Common Bottlenecks Reference
| Bottleneck | Detection Method | Fix |
|---|---|---|
| Missing database index | EXPLAIN shows sequential scan on large table | Add targeted index; consider composite index |
| N+1 queries | Query count per request is unexpectedly high | Eager loading or batch queries |
| No connection pooling | High connection setup time in traces; DB max_connections pressure | Implement connection pool (PgBouncer, HikariCP) |
| Synchronous external API calls | Trace shows long wait time on HTTP calls | Async HTTP client; circuit breaker; timeout |
| Unbounded result sets | Memory spikes; large payload sizes in logs | Pagination; LIMIT clauses; streaming responses |
| Lock contention | Thread dumps show threads waiting on same lock | Reduce critical section; use read/write locks; optimistic concurrency |
| Uncompressed payloads | Network transfer time dominates in traces | Enable gzip/brotli compression; reduce payload size |
| Cold cache | First requests after deploy are slow; cache hit rate near 0% | Cache warming; graceful rollout; pre-populate on deploy |
| Memory leaks | RSS grows over time; GC pauses increase | Heap dump analysis; fix unclosed resources; review object lifecycles |
The Optimization Loop
Performance optimization is iterative. You measure, identify the top bottleneck, fix it, and measure again. The new top bottleneck is often something that was invisible before because the first bottleneck dominated. This continues until you meet your performance target.

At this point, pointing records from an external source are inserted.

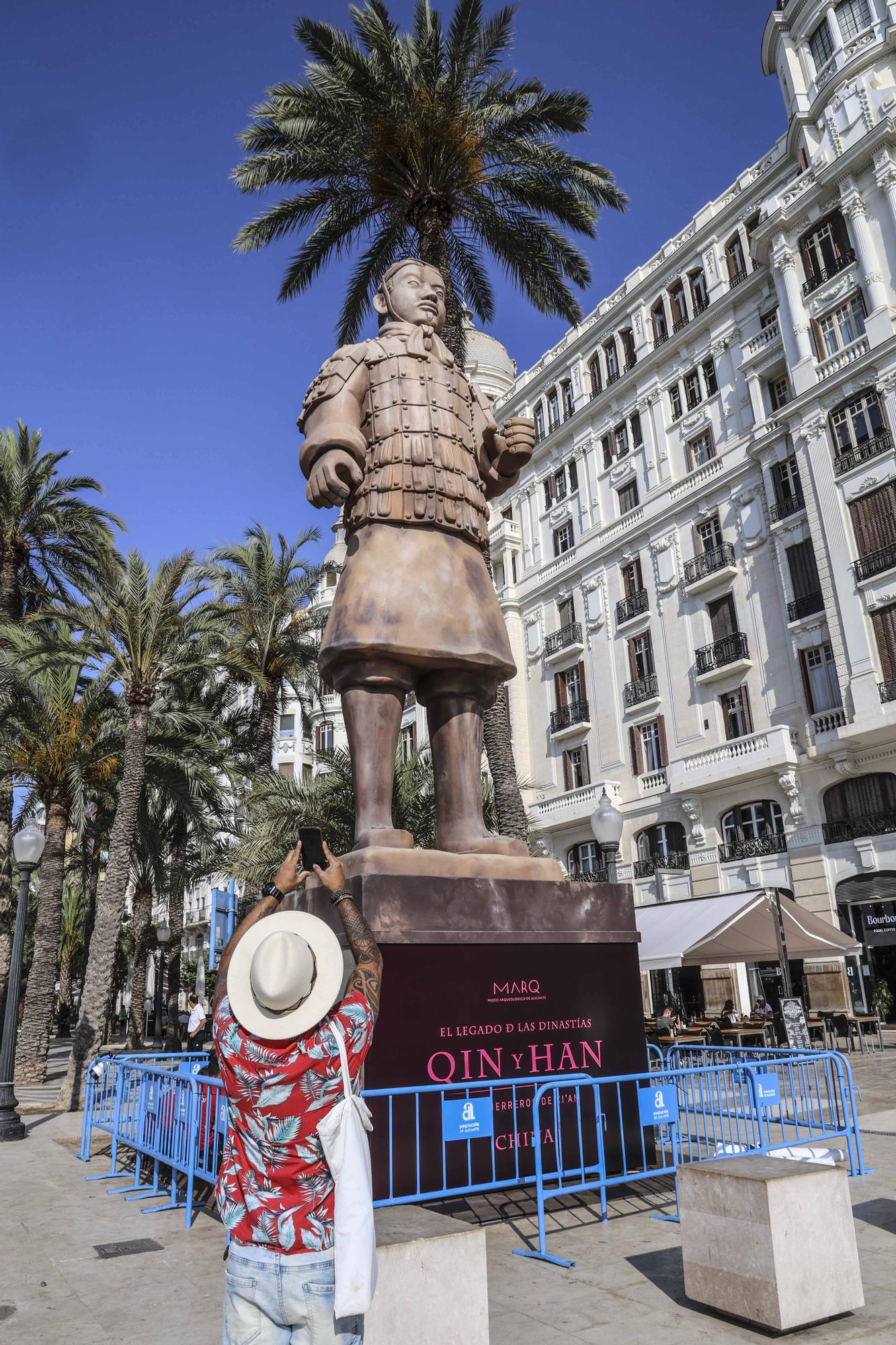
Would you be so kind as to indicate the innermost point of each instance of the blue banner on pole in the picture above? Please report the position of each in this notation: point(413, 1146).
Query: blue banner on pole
point(467, 1118)
point(658, 1106)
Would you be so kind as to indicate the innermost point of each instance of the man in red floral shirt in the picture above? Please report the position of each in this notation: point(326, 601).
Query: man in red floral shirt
point(275, 1190)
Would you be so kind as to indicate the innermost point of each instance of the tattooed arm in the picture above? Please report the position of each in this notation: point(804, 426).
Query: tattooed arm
point(368, 976)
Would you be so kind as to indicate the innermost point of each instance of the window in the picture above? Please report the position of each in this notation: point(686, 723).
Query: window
point(576, 769)
point(584, 857)
point(651, 747)
point(821, 45)
point(692, 389)
point(631, 578)
point(641, 657)
point(751, 821)
point(563, 539)
point(841, 328)
point(698, 291)
point(709, 377)
point(857, 422)
point(852, 17)
point(736, 714)
point(627, 498)
point(819, 673)
point(779, 392)
point(325, 738)
point(709, 533)
point(701, 450)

A critical mistake is fixing multiple things at once. If you change three things and performance improves, you do not know which change helped. If performance degrades, you do not know which change hurt. Change one thing, measure, validate, then move to the next.
Document every optimization with the before and after measurements. This creates an institutional record of what worked and prevents future developers from reverting optimizations they do not understand.
Further Reading
- Improve Database Performance with Connection Pooling (Stack Overflow Blog)
- Connection Pooling (SQLAlchemy Documentation)
- Use The Index, Luke (Markus Winand)
- Flame Graphs (Brendan Gregg)
Assignment
Your API has a P99 latency of 3 seconds. The target is 500ms. You have access to application logs, database query logs, and distributed tracing. Describe your step-by-step debugging approach:
- What do you measure first? What tools do you use? What are you looking for?
- You discover that 60% of response time is spent in database queries. What do you check next?
- The database queries are fast individually (5ms each), but there are 200 of them per request. What is the problem? How do you fix it?
- After fixing the query problem, P99 drops to 800ms. Still above target. The remaining time is split between a synchronous call to a payment API (300ms) and response serialization (200ms). How do you address each?
- What monitoring do you put in place to prevent regression?
For each step, state the specific metric you would check, the tool you would use, and the expected outcome of your fix.